Incident Date Vehicle Brief description Pages
Atlas 8E 24 January 1961 Atlas 8E Loss of stability at second 161, impact 1,316 miles off-trajectory 3
Titan M-4 6 October 1961 Titan Bit error in velocity integration, impact 86 miles short of target 3
Atlas 145D (Mariner) 22 July 1962 Atlas Faulty guidance controller, 60-degree yaw deviation, destruct at second 293 3
Atlas SLV-3 (GTA-9) 17 May 1966 Atlas Pitch-control failure at second 121, loss of control 3
Atlas 95F 3 May 1968 Atlas Anomalous yaw and pitch motions from the first moment, destruct at 14,000 ft 3–4
Delta Intelsat III 18 September 1968 Delta Gyroscope failure, severe pitch oscillations, impact 12 miles off trajectory 4
Delta Pioneer E 27 August 1969 Delta Hydraulic failure before MECO, severe yaw and roll, destruct at T+484 4
Atlas 68E 8 December 1980 Atlas Oil-pressure drop, engine shutdown, uncontrolled yaw and roll, retrofire 4
Joust (Prospector) June 1991 Castor IV-A Extreme pitch-up due to structural failure, distinct Mode-5 response 6
Red Tigress 20 August 1991 Sounding Rocket 90-degree right turn immediately after launch, destruct at second 23.3 6

Notable Quotes

From the official summary:

"Missile and space-vehicle performance histories contain many examples of failures that cause, or have the potential to cause, significant vehicle deviations from the intended flight line."
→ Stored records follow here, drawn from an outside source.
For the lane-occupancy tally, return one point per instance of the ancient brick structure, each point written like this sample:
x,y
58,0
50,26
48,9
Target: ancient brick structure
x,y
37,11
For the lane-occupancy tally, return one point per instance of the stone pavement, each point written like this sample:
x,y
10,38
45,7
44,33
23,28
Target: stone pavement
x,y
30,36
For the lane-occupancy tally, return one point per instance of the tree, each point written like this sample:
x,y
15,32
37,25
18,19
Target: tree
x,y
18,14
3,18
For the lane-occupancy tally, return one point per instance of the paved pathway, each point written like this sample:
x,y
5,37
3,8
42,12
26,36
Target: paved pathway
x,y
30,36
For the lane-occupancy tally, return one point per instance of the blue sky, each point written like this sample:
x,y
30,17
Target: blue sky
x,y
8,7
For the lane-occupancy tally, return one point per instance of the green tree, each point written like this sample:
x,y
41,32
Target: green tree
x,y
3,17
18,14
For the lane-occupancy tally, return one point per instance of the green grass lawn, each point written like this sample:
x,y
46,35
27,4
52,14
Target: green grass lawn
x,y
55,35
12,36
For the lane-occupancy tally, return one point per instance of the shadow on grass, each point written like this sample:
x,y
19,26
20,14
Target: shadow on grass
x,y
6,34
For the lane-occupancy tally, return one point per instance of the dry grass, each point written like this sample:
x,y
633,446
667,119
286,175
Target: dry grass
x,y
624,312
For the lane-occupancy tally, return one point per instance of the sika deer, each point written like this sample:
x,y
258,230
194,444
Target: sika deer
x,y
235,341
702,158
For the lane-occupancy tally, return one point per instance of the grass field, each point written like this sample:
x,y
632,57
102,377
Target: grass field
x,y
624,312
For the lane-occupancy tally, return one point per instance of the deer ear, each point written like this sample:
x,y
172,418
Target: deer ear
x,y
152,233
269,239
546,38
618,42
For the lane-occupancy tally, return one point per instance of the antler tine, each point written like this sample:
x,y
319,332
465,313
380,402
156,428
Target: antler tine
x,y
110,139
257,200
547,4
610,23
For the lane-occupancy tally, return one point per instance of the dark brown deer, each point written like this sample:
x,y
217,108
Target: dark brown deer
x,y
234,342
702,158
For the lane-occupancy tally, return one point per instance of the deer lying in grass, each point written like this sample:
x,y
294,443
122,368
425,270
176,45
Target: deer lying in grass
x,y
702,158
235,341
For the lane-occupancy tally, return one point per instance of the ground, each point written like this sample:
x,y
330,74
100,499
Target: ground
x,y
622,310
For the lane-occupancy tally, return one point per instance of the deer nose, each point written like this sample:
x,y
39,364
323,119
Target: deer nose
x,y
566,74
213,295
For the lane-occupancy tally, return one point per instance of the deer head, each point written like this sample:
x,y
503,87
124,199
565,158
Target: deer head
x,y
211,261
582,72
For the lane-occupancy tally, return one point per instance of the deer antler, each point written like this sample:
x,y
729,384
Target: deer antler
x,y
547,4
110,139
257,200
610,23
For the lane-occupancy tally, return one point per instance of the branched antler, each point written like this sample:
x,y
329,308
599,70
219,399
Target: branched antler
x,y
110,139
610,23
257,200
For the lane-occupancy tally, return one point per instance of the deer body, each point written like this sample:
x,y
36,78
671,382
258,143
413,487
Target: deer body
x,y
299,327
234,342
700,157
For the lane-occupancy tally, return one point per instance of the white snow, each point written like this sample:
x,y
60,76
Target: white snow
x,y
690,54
On the importance of Mode 5:

"Hit probabilities computed by program DAMP for targets located more than two miles or so uprange from the pad or more than a few miles from the flight line, are due almost entirely to the Mode-5 impact-density function."

On the limitations of the analysis:

"No matter what technique is employed, filtering is at best a compromise. The perfect filter would somehow down-weight to some extent or entirely those failures that have been 'fixed' or made less likely, without down-weighting those random failures with unknown causes."

From Booz Allen and Hamilton (quoted in the report) on design flaws:

"Finally, due to its nature, the engineering approach cannot account for undetected design flaws. (If these flaws were detected, and could be modeled, they would be corrected.) However, experience has shown that design flaws do cause failures in operational launch systems, and will likely do so in the future."

On one-third of failures:

"In recognition of this gradual increase, in future studies RTI will assume that approximately one-third of Mode-3 and Mode-4 failure responses end with a thrusting tumble."


This article was written based on a full reading of the accessible pages of the report. The document is purely technical-engineering and is not connected to unidentified phenomena (UAP). The designation "DOW-UAP-D48" is an internal serial number of the document collection and does not represent UAP content.